# Ensembles

Model ensembling is a very powerful technique to increase accuracy on a variety of ML tasks. Moreover, it often reduces the generalization error, that is useful for further inference.

Most popular ML libraries and platforms don’t provide ensembles out of the box. Instead they assume that the user will prepare them. Assembling optimal ensembles is typically beyond the expertise of most developers or business analysts.
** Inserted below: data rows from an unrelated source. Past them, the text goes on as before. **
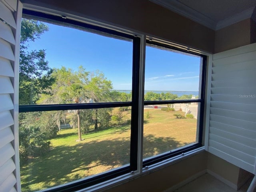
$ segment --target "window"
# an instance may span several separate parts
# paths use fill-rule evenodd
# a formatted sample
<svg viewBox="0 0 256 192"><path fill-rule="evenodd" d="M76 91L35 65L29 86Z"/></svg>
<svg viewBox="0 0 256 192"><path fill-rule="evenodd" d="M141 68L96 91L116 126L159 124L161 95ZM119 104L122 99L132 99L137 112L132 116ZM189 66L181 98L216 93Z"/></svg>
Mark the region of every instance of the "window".
<svg viewBox="0 0 256 192"><path fill-rule="evenodd" d="M144 166L201 145L206 62L200 54L147 43Z"/></svg>
<svg viewBox="0 0 256 192"><path fill-rule="evenodd" d="M30 47L23 44L21 49L33 52L39 45L48 50L40 51L43 56L30 63L22 52L23 191L80 190L125 174L141 173L141 152L145 167L201 146L204 56L147 40L145 92L140 94L144 90L141 36L64 16L26 10L23 13L47 22L42 27L50 29L47 34L45 29L41 41ZM165 61L178 62L179 67L162 62L165 56ZM30 63L49 67L30 76L26 73ZM182 75L191 72L184 70L189 66L194 73L189 74L194 77L191 85L178 81L189 79ZM172 68L175 74L165 69ZM167 73L161 74L163 70ZM167 81L171 78L172 87ZM188 90L192 85L195 88ZM143 116L142 149L138 146Z"/></svg>

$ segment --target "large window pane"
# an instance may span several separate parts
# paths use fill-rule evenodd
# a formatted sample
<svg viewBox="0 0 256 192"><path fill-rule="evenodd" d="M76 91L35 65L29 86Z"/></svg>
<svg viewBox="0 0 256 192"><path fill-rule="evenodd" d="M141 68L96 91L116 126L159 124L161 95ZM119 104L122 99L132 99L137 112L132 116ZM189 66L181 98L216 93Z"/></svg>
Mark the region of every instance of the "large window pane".
<svg viewBox="0 0 256 192"><path fill-rule="evenodd" d="M48 188L129 164L130 107L20 116L22 191Z"/></svg>
<svg viewBox="0 0 256 192"><path fill-rule="evenodd" d="M198 98L201 59L199 56L147 44L144 100Z"/></svg>
<svg viewBox="0 0 256 192"><path fill-rule="evenodd" d="M144 106L143 158L197 142L198 104Z"/></svg>
<svg viewBox="0 0 256 192"><path fill-rule="evenodd" d="M33 39L35 23L44 32ZM131 100L132 40L24 19L22 25L20 104Z"/></svg>

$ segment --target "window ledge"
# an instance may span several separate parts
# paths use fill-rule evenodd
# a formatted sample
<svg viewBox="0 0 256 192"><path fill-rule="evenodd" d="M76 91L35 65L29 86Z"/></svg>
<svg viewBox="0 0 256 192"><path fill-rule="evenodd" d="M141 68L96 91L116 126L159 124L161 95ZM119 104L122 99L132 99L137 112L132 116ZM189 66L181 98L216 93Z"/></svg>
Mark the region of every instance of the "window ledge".
<svg viewBox="0 0 256 192"><path fill-rule="evenodd" d="M144 175L149 174L159 169L181 161L191 156L202 152L204 151L204 146L202 146L172 158L163 160L154 165L146 166L145 168L143 168L142 173L140 173L138 171L136 171L132 173L128 173L108 181L81 189L77 191L77 192L86 192L88 191L96 192L106 190L124 182L134 180Z"/></svg>

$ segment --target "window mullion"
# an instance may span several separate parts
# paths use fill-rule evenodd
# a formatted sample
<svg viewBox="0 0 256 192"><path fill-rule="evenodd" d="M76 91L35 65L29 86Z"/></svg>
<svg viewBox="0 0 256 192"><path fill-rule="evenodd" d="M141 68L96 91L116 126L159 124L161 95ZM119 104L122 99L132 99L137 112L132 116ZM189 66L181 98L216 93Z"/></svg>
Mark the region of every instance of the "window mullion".
<svg viewBox="0 0 256 192"><path fill-rule="evenodd" d="M133 39L132 61L132 95L130 152L131 171L136 171L138 169L140 55L140 38L135 37Z"/></svg>
<svg viewBox="0 0 256 192"><path fill-rule="evenodd" d="M144 82L145 79L145 58L146 53L146 36L142 36L140 41L140 65L139 90L139 115L138 121L138 171L142 172L143 156L143 118L144 112Z"/></svg>

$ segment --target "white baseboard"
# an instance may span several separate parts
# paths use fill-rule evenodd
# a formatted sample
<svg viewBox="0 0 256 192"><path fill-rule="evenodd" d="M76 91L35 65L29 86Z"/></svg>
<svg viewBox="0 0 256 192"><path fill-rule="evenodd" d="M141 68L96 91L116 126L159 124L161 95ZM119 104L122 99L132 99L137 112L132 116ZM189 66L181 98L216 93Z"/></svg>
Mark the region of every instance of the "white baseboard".
<svg viewBox="0 0 256 192"><path fill-rule="evenodd" d="M207 173L210 174L210 175L213 176L215 178L216 178L218 180L221 181L222 182L224 183L225 184L227 185L228 186L229 186L231 188L234 189L235 190L237 190L238 189L238 187L237 185L234 184L232 182L229 181L228 180L224 178L223 178L221 176L220 176L218 174L214 173L213 171L209 170L208 169L207 170Z"/></svg>
<svg viewBox="0 0 256 192"><path fill-rule="evenodd" d="M172 186L172 187L166 189L166 190L164 191L163 192L172 192L174 190L176 190L176 189L180 188L182 186L184 186L186 184L187 184L188 183L192 182L192 181L195 180L196 178L205 174L207 172L207 170L206 169L205 170L204 170L201 172L199 172L196 174L192 175L191 177L188 178L187 179L184 180L180 183L179 183L178 184Z"/></svg>

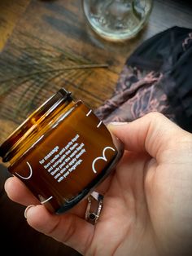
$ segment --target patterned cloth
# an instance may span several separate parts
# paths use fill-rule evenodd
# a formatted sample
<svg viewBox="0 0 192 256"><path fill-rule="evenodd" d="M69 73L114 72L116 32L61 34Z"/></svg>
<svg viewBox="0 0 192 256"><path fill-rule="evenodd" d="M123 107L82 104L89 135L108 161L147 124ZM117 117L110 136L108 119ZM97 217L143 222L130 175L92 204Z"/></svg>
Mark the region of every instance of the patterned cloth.
<svg viewBox="0 0 192 256"><path fill-rule="evenodd" d="M192 132L192 29L172 27L127 60L111 99L95 114L106 124L157 111Z"/></svg>

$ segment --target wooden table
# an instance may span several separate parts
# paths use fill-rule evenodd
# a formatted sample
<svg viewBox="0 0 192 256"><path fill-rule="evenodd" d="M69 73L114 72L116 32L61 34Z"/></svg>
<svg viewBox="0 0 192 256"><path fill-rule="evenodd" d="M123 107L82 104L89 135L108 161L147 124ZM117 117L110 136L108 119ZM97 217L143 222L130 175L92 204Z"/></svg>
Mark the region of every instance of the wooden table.
<svg viewBox="0 0 192 256"><path fill-rule="evenodd" d="M0 143L62 86L100 106L136 47L174 25L192 25L190 2L155 0L145 29L114 43L90 29L81 1L0 1Z"/></svg>

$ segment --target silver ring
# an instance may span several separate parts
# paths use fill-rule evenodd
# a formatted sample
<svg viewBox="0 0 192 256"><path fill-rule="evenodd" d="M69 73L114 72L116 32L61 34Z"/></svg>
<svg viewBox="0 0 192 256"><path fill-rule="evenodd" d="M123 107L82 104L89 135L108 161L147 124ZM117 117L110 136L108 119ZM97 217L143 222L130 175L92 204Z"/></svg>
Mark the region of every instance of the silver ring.
<svg viewBox="0 0 192 256"><path fill-rule="evenodd" d="M90 196L89 196L87 200L88 204L85 218L89 223L94 225L98 222L101 214L103 202L103 196L96 192L93 192ZM93 208L94 208L94 210L93 210Z"/></svg>

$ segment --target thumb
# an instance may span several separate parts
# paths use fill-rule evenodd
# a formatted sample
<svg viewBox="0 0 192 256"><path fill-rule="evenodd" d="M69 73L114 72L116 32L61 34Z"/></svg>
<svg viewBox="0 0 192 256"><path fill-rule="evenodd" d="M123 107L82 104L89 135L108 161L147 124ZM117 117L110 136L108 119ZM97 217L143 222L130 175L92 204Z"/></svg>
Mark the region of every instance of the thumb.
<svg viewBox="0 0 192 256"><path fill-rule="evenodd" d="M155 158L189 134L159 113L151 113L132 122L120 124L111 123L107 128L123 142L126 150L147 152Z"/></svg>

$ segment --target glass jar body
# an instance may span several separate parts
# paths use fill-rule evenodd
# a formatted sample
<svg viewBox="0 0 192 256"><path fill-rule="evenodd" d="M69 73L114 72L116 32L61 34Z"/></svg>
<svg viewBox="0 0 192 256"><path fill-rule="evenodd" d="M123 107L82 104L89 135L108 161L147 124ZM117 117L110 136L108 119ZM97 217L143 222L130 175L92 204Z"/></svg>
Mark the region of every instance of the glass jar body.
<svg viewBox="0 0 192 256"><path fill-rule="evenodd" d="M153 0L82 0L92 29L111 41L133 38L146 24Z"/></svg>
<svg viewBox="0 0 192 256"><path fill-rule="evenodd" d="M33 120L35 127L27 130L28 121L21 125L21 135L16 131L19 139L15 140L13 134L8 140L14 144L7 141L1 150L5 154L5 148L11 151L10 172L57 214L88 196L122 154L120 141L83 102L59 102L56 106L54 103L54 110L49 105L46 112L41 109L40 114L33 116L38 117L35 121L33 117L28 120ZM23 133L22 128L25 128Z"/></svg>

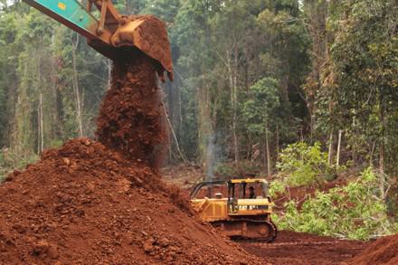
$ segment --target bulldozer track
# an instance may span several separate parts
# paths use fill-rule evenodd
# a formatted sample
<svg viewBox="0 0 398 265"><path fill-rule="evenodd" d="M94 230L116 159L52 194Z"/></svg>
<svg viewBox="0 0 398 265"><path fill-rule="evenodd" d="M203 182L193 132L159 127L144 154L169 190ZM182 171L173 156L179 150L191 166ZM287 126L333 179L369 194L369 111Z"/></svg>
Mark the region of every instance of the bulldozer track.
<svg viewBox="0 0 398 265"><path fill-rule="evenodd" d="M327 244L336 244L343 242L342 241L306 241L306 242L280 242L280 243L268 243L260 242L258 241L247 240L243 241L243 244L248 244L251 246L256 246L261 248L277 248L281 246L316 246L316 245L327 245Z"/></svg>
<svg viewBox="0 0 398 265"><path fill-rule="evenodd" d="M262 242L262 243L271 243L275 241L275 239L278 237L278 228L272 222L268 222L264 220L252 220L252 219L239 219L236 221L230 221L230 222L256 222L256 223L266 223L270 232L270 235L267 237L261 237L261 238L250 238L250 237L234 237L233 240L236 241L254 241L254 242Z"/></svg>

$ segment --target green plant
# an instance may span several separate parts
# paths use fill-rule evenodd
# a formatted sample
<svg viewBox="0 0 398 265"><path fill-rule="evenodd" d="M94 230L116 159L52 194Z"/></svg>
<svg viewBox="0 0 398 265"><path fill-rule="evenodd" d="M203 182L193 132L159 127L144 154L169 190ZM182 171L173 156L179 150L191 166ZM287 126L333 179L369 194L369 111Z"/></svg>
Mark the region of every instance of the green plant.
<svg viewBox="0 0 398 265"><path fill-rule="evenodd" d="M284 206L286 213L275 217L280 229L355 240L398 231L386 214L378 179L371 168L346 186L327 193L317 192L300 210L295 201L289 201Z"/></svg>
<svg viewBox="0 0 398 265"><path fill-rule="evenodd" d="M277 168L279 175L293 186L312 185L334 174L327 163L327 154L322 152L318 142L314 146L305 142L289 145L280 153Z"/></svg>
<svg viewBox="0 0 398 265"><path fill-rule="evenodd" d="M273 180L270 184L270 195L275 197L277 194L282 194L285 191L286 185L280 180Z"/></svg>

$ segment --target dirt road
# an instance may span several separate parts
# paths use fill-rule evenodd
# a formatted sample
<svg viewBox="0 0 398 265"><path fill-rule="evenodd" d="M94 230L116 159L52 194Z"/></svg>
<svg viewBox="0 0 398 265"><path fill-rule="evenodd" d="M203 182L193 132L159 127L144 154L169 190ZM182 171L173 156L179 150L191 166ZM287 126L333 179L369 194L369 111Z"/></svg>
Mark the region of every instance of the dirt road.
<svg viewBox="0 0 398 265"><path fill-rule="evenodd" d="M249 253L270 264L341 264L359 254L370 242L342 241L289 231L280 232L278 240L263 242L240 242Z"/></svg>

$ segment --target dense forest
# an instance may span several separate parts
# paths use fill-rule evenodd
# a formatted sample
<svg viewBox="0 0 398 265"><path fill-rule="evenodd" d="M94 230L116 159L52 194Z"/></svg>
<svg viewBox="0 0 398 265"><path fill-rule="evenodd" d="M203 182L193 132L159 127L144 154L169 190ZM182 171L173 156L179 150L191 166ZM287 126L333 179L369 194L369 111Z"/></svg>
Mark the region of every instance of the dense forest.
<svg viewBox="0 0 398 265"><path fill-rule="evenodd" d="M292 219L280 225L293 220L304 232L346 229L359 239L393 231L384 213L396 207L396 0L114 3L120 13L166 23L175 67L174 82L161 84L168 165L198 165L208 177L277 175L275 194L320 175L360 175L309 200L301 215L288 203ZM69 138L95 137L111 61L19 0L0 1L0 175ZM324 214L317 207L346 203L347 194L358 207L308 225ZM351 234L352 219L331 228L350 214L373 221Z"/></svg>
<svg viewBox="0 0 398 265"><path fill-rule="evenodd" d="M270 175L280 150L301 140L321 142L330 164L396 173L395 1L117 4L167 24L169 163L250 162ZM1 6L1 159L14 167L68 138L94 137L111 62L27 5Z"/></svg>

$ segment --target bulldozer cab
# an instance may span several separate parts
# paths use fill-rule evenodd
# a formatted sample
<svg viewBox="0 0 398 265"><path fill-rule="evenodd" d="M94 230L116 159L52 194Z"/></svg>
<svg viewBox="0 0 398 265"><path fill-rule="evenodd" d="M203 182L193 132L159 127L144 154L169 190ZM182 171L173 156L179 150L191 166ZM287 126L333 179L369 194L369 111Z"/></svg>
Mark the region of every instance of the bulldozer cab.
<svg viewBox="0 0 398 265"><path fill-rule="evenodd" d="M265 179L202 182L193 188L190 197L194 209L211 222L232 215L268 215L271 213Z"/></svg>
<svg viewBox="0 0 398 265"><path fill-rule="evenodd" d="M270 209L265 179L232 179L228 182L228 212L230 214L261 214Z"/></svg>
<svg viewBox="0 0 398 265"><path fill-rule="evenodd" d="M265 179L206 181L194 186L191 204L199 217L231 238L268 242L278 234Z"/></svg>

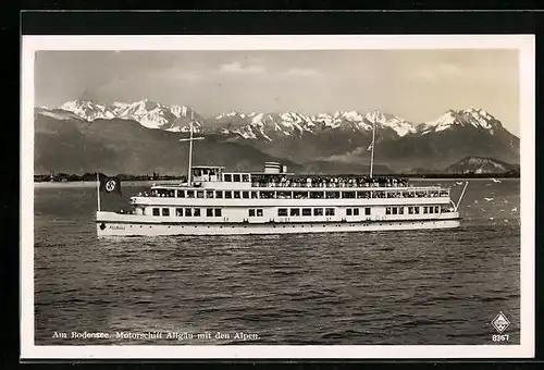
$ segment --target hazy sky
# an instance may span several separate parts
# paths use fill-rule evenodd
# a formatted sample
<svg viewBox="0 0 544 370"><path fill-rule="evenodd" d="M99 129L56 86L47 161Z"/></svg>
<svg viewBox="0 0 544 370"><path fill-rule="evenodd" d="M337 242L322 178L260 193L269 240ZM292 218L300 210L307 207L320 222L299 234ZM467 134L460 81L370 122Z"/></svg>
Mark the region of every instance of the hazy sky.
<svg viewBox="0 0 544 370"><path fill-rule="evenodd" d="M516 50L40 51L36 106L144 98L202 115L382 110L420 123L483 108L519 136Z"/></svg>

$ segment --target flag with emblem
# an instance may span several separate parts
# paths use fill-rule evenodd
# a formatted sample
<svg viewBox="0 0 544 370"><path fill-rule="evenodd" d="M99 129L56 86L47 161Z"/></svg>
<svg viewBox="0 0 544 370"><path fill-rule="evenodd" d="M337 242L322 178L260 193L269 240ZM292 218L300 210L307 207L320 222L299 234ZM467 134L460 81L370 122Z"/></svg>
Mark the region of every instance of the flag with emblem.
<svg viewBox="0 0 544 370"><path fill-rule="evenodd" d="M107 176L103 173L98 174L100 182L100 192L121 194L121 178L119 176Z"/></svg>

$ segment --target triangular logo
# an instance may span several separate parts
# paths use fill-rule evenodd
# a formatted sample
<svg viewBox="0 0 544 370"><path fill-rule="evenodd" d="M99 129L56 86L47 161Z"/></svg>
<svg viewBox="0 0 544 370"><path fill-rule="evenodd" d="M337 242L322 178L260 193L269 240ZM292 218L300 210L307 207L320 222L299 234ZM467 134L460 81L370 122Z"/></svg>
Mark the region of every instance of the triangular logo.
<svg viewBox="0 0 544 370"><path fill-rule="evenodd" d="M503 312L498 312L498 314L495 317L495 319L493 319L491 324L493 325L493 328L495 328L495 330L499 334L502 334L506 330L506 328L510 325L510 321L506 318L506 316Z"/></svg>

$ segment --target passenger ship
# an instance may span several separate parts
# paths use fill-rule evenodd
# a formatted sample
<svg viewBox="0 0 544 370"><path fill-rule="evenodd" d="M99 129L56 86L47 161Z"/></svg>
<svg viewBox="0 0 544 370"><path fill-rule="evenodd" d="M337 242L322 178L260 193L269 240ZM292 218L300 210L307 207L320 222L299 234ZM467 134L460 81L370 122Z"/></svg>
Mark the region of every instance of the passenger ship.
<svg viewBox="0 0 544 370"><path fill-rule="evenodd" d="M375 128L374 128L375 130ZM450 189L412 186L372 176L296 176L277 162L263 172L228 172L191 165L190 125L187 182L153 185L131 197L133 210L97 211L97 235L240 235L372 232L458 227ZM100 205L100 200L99 200ZM100 207L100 206L99 206Z"/></svg>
AugerML provides different ensemble techniques and state-of-the-art algorithms to leverage performance boost for the final model.

### Averaging

It is one of the classic approaches for model ensembling, where it averages the predictions from selected pipelines (i.e.: model == pipeline == estimator). The selection procedure is based on some meta-score calculation. It computes decorrelations between algorithms’ predictions and combines them with its performance metric to sort them further and select on. Moreover, all ensemble algorithms use some pre-selection routine, which allows to not just pull top models from the leaderboard (like a 100 random forest, if all of them better than others estimators). It selects top pipelines from each group, where the models are assembled by their topology properties.

**Pros**:

- Simple
- Fast
- Powerful enough
- Averaging predictions often reduces overfit

**Cons**:

- Shallow analysis
- Not super powerful

### Voting

This algorithm is similar to `averaging`

one,
where each incorporated pipeline are combined with some weight.
All models predictions are sum up with the similar weight in `averaging`

case,
but `voting`

looks like a weighted sum.
It tends to operate with probabilities (i.e. soft labels) for classification tasks.

And it relies on the majority vote rule for the hard labels {0, 1, ...5}, for example: we have 3 binary classifiers (A, B, C) with a 70% accuracy (they output a “1” 70% of the time and a “0” for 30%). Majority voting could gives us a 78% accuracy.

All three are correct: 0.7 * 0.7 * 0.7 = 0.3429

Two are correct: 0.7 * 0.7 * 0.3 + 0.7 * 0.3 * 0.7 + 0.3 * 0.7 * 0.7 = 0.4409

Two are wrong: 0.3 * 0.3 * 0.7 + 0.3 * 0.7 * 0.3 + 0.7 * 0.3 * 0.3 = 0.189

All three are wrong: 0.3 * 0.3 * 0.3 = 0.027

It gives us in total ~78% (0.3429 + 0.4409 = 0.7838). A voting ensemble of 5 pseudo-random classifiers with 70% accuracy would be correct ~83% of the time. One or two errors are being corrected during ~66% of the majority votes.

**Pros**:

- Simple
- Fast
- Powerful enough
- It could correct predictions for the weak models

**Cons**:

- Shallow analysis
- Not super powerful

### Greedy Selection

The main idea of this method is to select models greedily. Starting with the best pipeline and then adding another one if the performance is better than the previous best model (or combination). This method tries to prove that some combinations can bring benefit. Moreover, the algorithm uses a bagging of such combinations. It initializes some bag by selecting pipelines from the provided set by random span from the the top. It performs a forward greed search at the each bag and combines them to the final (bagged) model.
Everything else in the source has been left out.